"The social cohesion at Manchester Met was a great help during exams, as we all really supported each other."
Throughout my legal studies, I volunteered with the Personal Support Unit (PSU), now known as “Support Through Court”, which was based at the Liverpool Civil and Family Court. After completing the BPTC, my manager at the PSU recommended me to a local firm of solicitors, BDH Solicitors, for a paralegal role that had just become available.
I went on to work at BDH for two years as a Family Law paralegal, applying for pupillage throughout, before accepting an offer of pupillage earlier this year from Linenhall Chambers.
I am currently eight weeks into my first six months of a Family Law pupillage. I am shadowing my supervisor at court, in conferences and I have been able to observe her carry out work in most areas of Family Law.
Be polite, respectful and helpful to everyone. At the Bar, your reputation is precious. This is particularly the case for the regional Bar. There is also something to be said for contributing to a healthy and civilised culture of working.
Since starting to work in Family Law, I have utilised many of the skills that I learned at Manchester Met, but I would say that the ones I have used most are drafting and analytical skills.

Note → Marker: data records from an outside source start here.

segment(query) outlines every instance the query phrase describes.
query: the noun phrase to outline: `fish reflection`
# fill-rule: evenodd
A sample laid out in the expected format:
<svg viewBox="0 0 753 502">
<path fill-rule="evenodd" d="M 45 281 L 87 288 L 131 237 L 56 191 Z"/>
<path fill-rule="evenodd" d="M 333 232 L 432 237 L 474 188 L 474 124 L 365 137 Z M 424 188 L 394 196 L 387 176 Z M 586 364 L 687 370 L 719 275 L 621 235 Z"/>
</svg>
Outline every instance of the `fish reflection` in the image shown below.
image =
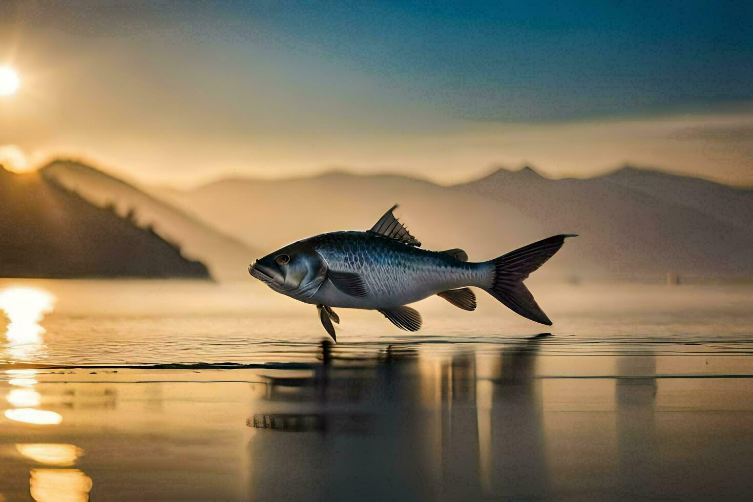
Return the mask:
<svg viewBox="0 0 753 502">
<path fill-rule="evenodd" d="M 37 502 L 85 502 L 92 479 L 78 469 L 32 469 L 29 491 Z"/>
<path fill-rule="evenodd" d="M 548 492 L 541 382 L 535 378 L 542 333 L 505 350 L 479 380 L 478 423 L 482 485 L 486 496 L 544 498 Z"/>
<path fill-rule="evenodd" d="M 481 367 L 472 352 L 391 345 L 353 358 L 325 344 L 308 374 L 268 377 L 267 409 L 248 418 L 249 498 L 546 497 L 544 339 L 486 353 Z M 291 472 L 291 458 L 306 468 Z"/>
<path fill-rule="evenodd" d="M 57 425 L 62 421 L 59 413 L 33 408 L 6 409 L 5 418 L 38 425 Z"/>
<path fill-rule="evenodd" d="M 52 312 L 55 301 L 51 293 L 36 288 L 13 287 L 0 291 L 0 310 L 10 321 L 5 338 L 11 357 L 26 359 L 39 352 L 44 334 L 39 322 Z"/>
<path fill-rule="evenodd" d="M 73 465 L 84 455 L 84 450 L 75 445 L 51 443 L 17 444 L 16 449 L 36 462 L 61 467 Z"/>
</svg>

Drafting does not come naturally to most people. It is not an organic process: it is something that has to be learned and practised. This is something I thought Manchester Met was really good at. We were given weekly tasks and the tutors would forensically break down where we went wrong and how we could improve. I thought at the start of the course that I was not a natural “drafter”, but after much practice and support from my tutors, I ended up getting a mark of 83 on the final drafting exam, which I was really pleased with!
I also feel that, across all the subject areas on the BPTC, the teaching staff at Manchester Met really encouraged us to thoroughly break down and analyse each legal problem and approach cases with a forensic, yet open, mind. I feel that this has been an indispensable skill in the real world. Particularly in Family Law, the facts of a case aren’t always as they seem at first glance, and quite often a good deal of thorough case analysis and lateral thinking is required in order to solve the complex problems that this area of law presents.
I really enjoyed the knowledge subjects e.g. Civil Litigation, Criminal Litigation and Evidence. I think this was because I enjoyed the way in which they were taught. We would be given a few chapters to read out of our textbooks each week and then we would have to complete tasks at home before going over these in the seminar and discussing how we reached our answers.
In the latter half of these sessions, we would usually be presented with an unseen task, which we would solve together as a Chambers group, using the knowledge we had acquired from that week’s reading. I found this way of learning particularly dynamic and enjoyable, and it had the added benefit of helping us to bond as a group.
The supportive environment fostered by tutors and my peer group.